Montana State University English professor Gretchen Minton spent years traveling to every corner of Montana to trace the Big Sky Country’s two-century love affair with William Shakespeare. The result was her book, Shakespeare in Montana: Big Sky Country’s Love Affair with the World’s Most Famous Writer, which was recognized with the 2020 Montana Book of the Year and the 2020 High Plains Book Award.
Gretchen Minton frequently works with Montana Shakespeare in the Parks, adapting plays for the popular summer touring theater program. Her passion is finding ways to enable classical texts to speak about our current environmental crises.
Minton has spent more than two decades teaching and researching Shakespeare. She is also the co-founder of Montana InSite Theatre (MIST).
MIST gives insights and is on-site by using live theatre and film to create relevant performances inspired by classical texts. Their mission is to use theatre to explore current issues, including environmental degradation, climate change, politics, race, gender, and religion.
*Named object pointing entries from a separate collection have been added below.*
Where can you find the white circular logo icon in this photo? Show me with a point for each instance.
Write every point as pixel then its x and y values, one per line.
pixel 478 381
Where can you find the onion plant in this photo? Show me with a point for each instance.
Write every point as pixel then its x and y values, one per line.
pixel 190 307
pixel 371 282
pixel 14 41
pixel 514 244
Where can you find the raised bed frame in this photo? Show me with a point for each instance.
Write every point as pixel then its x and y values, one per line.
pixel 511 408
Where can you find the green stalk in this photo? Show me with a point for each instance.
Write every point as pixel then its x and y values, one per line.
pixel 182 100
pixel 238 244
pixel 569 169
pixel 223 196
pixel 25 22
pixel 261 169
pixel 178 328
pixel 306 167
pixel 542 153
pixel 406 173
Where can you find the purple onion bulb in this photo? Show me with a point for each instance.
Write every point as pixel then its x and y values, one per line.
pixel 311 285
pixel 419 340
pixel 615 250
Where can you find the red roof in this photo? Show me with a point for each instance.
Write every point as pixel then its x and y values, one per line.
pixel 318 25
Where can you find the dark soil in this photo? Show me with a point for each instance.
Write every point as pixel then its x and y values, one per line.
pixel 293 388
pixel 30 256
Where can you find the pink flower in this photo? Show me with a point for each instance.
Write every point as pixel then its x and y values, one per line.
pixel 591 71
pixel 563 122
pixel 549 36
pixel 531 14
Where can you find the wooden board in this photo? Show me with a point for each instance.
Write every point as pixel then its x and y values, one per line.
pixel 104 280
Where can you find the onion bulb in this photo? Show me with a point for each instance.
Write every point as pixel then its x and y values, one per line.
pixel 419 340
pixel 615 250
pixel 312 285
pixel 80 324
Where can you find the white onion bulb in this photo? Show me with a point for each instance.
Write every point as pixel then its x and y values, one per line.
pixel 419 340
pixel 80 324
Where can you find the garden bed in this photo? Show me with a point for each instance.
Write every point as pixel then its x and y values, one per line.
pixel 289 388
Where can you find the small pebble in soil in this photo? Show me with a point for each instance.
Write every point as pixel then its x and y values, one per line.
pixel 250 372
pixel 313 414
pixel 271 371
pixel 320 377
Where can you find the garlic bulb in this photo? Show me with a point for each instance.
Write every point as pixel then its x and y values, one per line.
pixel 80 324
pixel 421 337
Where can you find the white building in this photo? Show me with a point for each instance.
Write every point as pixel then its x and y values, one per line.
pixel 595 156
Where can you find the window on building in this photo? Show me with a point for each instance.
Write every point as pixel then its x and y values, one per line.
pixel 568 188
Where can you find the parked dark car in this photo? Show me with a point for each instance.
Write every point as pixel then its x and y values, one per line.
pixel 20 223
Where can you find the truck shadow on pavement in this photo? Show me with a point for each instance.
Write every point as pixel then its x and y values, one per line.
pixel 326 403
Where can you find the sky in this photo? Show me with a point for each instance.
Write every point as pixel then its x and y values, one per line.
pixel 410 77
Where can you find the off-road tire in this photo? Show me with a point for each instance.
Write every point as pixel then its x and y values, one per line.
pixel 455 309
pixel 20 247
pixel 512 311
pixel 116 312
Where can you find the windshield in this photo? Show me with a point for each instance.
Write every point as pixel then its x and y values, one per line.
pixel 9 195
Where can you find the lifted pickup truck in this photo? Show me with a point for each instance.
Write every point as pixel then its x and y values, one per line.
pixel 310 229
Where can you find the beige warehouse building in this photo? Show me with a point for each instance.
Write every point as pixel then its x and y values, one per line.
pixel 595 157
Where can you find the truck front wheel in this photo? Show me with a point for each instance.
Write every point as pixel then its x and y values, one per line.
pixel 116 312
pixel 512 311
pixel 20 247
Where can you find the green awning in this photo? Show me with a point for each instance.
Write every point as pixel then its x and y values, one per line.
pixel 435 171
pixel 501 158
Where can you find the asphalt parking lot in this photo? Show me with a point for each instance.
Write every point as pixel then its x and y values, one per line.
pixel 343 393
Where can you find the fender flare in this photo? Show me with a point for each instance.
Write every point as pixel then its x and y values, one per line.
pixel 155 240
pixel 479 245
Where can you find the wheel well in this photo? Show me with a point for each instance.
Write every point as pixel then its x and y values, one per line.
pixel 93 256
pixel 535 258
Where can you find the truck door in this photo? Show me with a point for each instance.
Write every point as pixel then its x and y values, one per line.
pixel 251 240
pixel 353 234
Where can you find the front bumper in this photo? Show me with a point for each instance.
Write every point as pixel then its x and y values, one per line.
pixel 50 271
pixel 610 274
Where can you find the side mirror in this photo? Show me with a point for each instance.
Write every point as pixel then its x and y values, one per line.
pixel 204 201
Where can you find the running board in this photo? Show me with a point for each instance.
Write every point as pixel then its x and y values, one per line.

They aim to stage productions in site-specific locations that in and of themselves provide context and meaning to the text and images.
Recent productions include eight scenes from a show titled A Wider Prairie as part of this year’s Tinworks Art installation, The Invisible Prairie, in North Bozeman. For the production, MIST brought another tour of actors, musicians, and storytellers performing monologues, songs, and scenes from some well-known sources and some written specifically for this production.
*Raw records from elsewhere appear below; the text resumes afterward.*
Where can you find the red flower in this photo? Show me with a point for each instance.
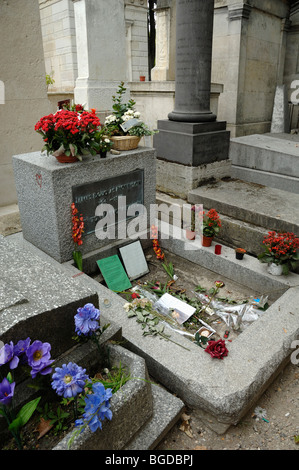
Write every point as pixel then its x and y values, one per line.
pixel 217 349
pixel 135 296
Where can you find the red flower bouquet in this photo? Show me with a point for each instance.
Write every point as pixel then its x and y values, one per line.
pixel 281 249
pixel 217 349
pixel 69 132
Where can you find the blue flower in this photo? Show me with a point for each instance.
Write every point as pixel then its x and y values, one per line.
pixel 6 392
pixel 69 380
pixel 97 408
pixel 20 349
pixel 7 355
pixel 87 320
pixel 39 358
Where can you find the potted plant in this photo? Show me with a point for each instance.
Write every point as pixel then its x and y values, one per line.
pixel 211 226
pixel 280 253
pixel 240 252
pixel 104 144
pixel 69 133
pixel 190 228
pixel 124 126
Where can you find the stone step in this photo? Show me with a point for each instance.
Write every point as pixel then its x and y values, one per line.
pixel 285 183
pixel 266 159
pixel 261 206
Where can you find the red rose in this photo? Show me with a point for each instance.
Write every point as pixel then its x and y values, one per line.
pixel 217 349
pixel 135 296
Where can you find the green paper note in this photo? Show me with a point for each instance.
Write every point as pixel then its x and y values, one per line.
pixel 114 274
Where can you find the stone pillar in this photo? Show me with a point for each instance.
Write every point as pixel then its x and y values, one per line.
pixel 194 36
pixel 101 51
pixel 192 136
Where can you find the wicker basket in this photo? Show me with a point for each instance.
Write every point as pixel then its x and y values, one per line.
pixel 129 142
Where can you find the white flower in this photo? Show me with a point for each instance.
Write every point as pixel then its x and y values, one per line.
pixel 110 119
pixel 127 306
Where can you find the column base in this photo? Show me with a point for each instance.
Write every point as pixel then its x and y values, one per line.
pixel 192 144
pixel 192 117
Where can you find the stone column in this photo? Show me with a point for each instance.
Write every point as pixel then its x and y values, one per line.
pixel 191 139
pixel 194 36
pixel 101 51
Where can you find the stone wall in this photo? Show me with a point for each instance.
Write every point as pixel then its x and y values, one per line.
pixel 59 42
pixel 22 72
pixel 291 72
pixel 248 54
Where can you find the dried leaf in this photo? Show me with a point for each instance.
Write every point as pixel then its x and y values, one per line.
pixel 43 427
pixel 185 425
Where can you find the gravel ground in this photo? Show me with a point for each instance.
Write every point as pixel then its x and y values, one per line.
pixel 281 405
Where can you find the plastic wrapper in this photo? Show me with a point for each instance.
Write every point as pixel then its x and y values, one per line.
pixel 152 297
pixel 237 316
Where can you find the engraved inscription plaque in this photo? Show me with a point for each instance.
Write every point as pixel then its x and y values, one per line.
pixel 88 196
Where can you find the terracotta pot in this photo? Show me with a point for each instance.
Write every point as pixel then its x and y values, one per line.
pixel 190 235
pixel 66 158
pixel 206 241
pixel 275 269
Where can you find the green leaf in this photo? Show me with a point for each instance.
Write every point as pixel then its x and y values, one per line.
pixel 9 377
pixel 77 256
pixel 24 414
pixel 285 269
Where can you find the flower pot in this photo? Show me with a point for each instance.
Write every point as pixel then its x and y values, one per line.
pixel 275 269
pixel 206 241
pixel 66 158
pixel 190 235
pixel 124 142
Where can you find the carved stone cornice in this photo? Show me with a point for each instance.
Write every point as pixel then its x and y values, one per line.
pixel 136 3
pixel 239 11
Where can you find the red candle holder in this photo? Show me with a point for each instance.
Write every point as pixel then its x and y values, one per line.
pixel 218 249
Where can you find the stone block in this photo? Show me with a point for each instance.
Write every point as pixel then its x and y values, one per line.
pixel 45 194
pixel 37 299
pixel 192 144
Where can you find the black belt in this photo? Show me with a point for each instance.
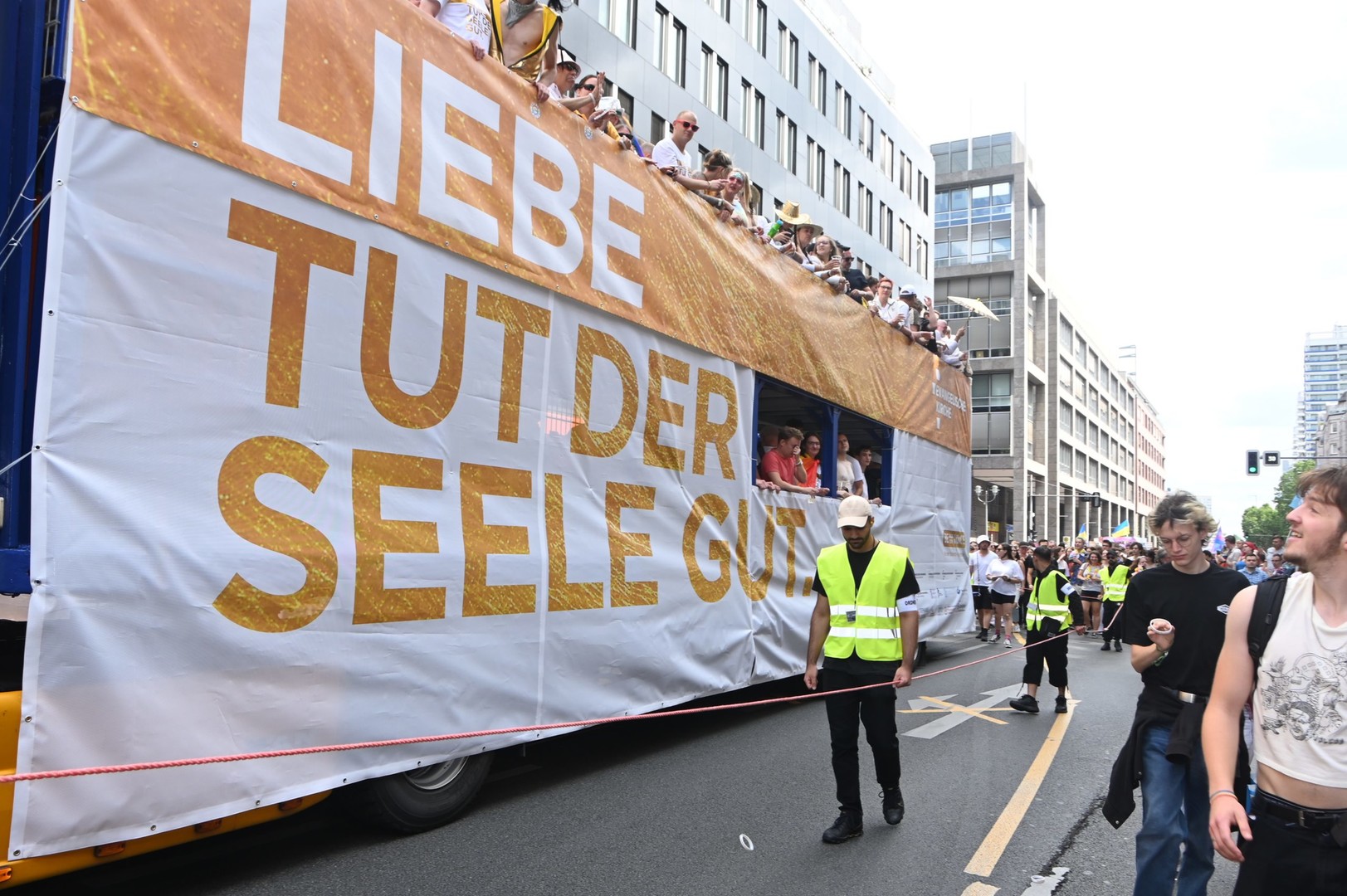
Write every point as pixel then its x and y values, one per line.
pixel 1310 820
pixel 1183 695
This summer MIST observed the 400th anniversary of the publishing of Shakespeare’s First Folio with performances at Tippet Rise Art Center in Fishtail. In that production, the company took some leaves out of Shakespeare’s Folio, presenting plays that came down to us because of this remarkable publication from four centuries ago. The featured scenes, monologues, songs, and art of Leaf-Taking brought Shakespeare’s words into dialogue with the remarkable landscape and artwork of Tippet Rise.
In 2023, Minton spent four months in Townsville, Australia, as a Fulbright Scholar. She is working on an ecologically inflected adaptation of Twelfth Night that is set in North Queensland. She is currently working on a production for December 2023 in Australia.